I am a cabinet maker and have made plenty of furniture, roofed houses, and built them.    I lived in one of those tar paper shacks for a couple of years when my Father didn't make enough as a school teacher to afford otherwise.   My mother made my clothes and as an Indian I am required to hand make my ceremonial regalia.   All done from a sense of prayer and respect for that which makes it possible for me to be clothed including the plant and animal.  
 
You make a lot of comments that you don't know much about when it comes to where I have come from and done.   I didn't grow up in the same place as you and neither did you me.  I can remember when the highway patrol welcomed Brits to California but turned away Okies at the border.   You should give up being so middle class about it all and come down here and get to know us folks.  We are very nice people and would give you a spot of tea and some fry bread although we wouldn't give you a beer.  We don't drink.
 
REH
 
----- Original Message -----

Ray,

Don't think George ever mentioned the invisible hand. Certainly not in his major books. I must say I can't understand the difficulty about the concept of the invisible hand.

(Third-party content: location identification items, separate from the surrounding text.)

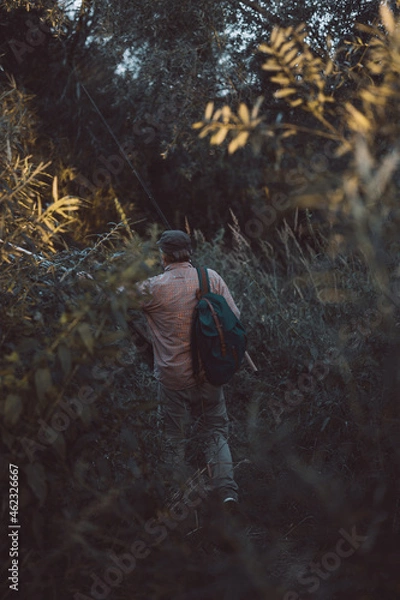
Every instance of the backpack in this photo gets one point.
(218, 339)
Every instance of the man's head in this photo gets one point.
(175, 246)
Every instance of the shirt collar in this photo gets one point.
(182, 265)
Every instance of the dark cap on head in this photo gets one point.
(176, 243)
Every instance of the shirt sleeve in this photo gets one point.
(218, 286)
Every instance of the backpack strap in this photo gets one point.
(204, 282)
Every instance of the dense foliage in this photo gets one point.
(279, 149)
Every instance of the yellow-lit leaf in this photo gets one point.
(12, 408)
(266, 49)
(239, 141)
(257, 106)
(55, 188)
(219, 137)
(271, 65)
(244, 114)
(281, 79)
(387, 18)
(285, 92)
(359, 122)
(286, 48)
(226, 113)
(205, 131)
(289, 58)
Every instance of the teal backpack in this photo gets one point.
(218, 340)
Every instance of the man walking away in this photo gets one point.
(170, 299)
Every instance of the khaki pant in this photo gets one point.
(206, 404)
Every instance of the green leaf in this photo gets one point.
(86, 335)
(285, 92)
(239, 141)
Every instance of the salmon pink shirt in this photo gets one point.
(169, 311)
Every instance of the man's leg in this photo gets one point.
(208, 405)
(173, 406)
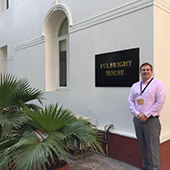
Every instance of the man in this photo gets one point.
(145, 101)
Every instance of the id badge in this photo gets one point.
(140, 101)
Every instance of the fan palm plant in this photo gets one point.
(47, 135)
(12, 91)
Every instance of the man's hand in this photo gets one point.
(141, 117)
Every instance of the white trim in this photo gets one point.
(54, 8)
(116, 12)
(29, 43)
(163, 5)
(66, 88)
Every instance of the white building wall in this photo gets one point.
(162, 60)
(96, 27)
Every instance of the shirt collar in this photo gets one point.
(147, 80)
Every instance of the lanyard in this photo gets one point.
(141, 91)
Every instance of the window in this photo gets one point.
(3, 59)
(4, 5)
(63, 54)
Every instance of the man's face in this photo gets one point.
(146, 73)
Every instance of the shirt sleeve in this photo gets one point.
(159, 101)
(131, 103)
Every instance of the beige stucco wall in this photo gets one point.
(96, 28)
(162, 60)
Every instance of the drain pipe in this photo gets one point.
(107, 128)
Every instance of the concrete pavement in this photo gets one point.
(95, 161)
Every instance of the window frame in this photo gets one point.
(61, 38)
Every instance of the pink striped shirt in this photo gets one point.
(153, 96)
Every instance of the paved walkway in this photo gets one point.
(95, 161)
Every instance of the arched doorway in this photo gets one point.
(55, 30)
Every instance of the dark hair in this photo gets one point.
(146, 64)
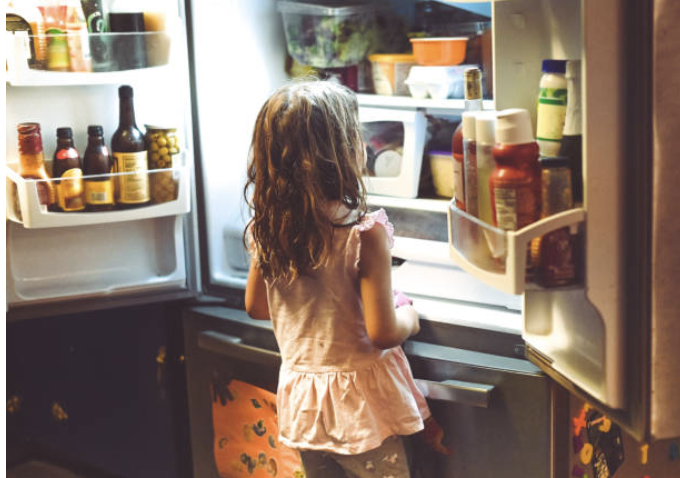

What it says is that if each individual member of the community is better off then it can be said that the whole community is better off. Is this something difficult to understand?

Curious.

A clear understanding of what is private property, and what is common property, is absolutely essential to a free and prosperous society.

When you take time off from the chorale to make your own clothes, and build your own furniture, I will know that you don't believe in comparative advantage.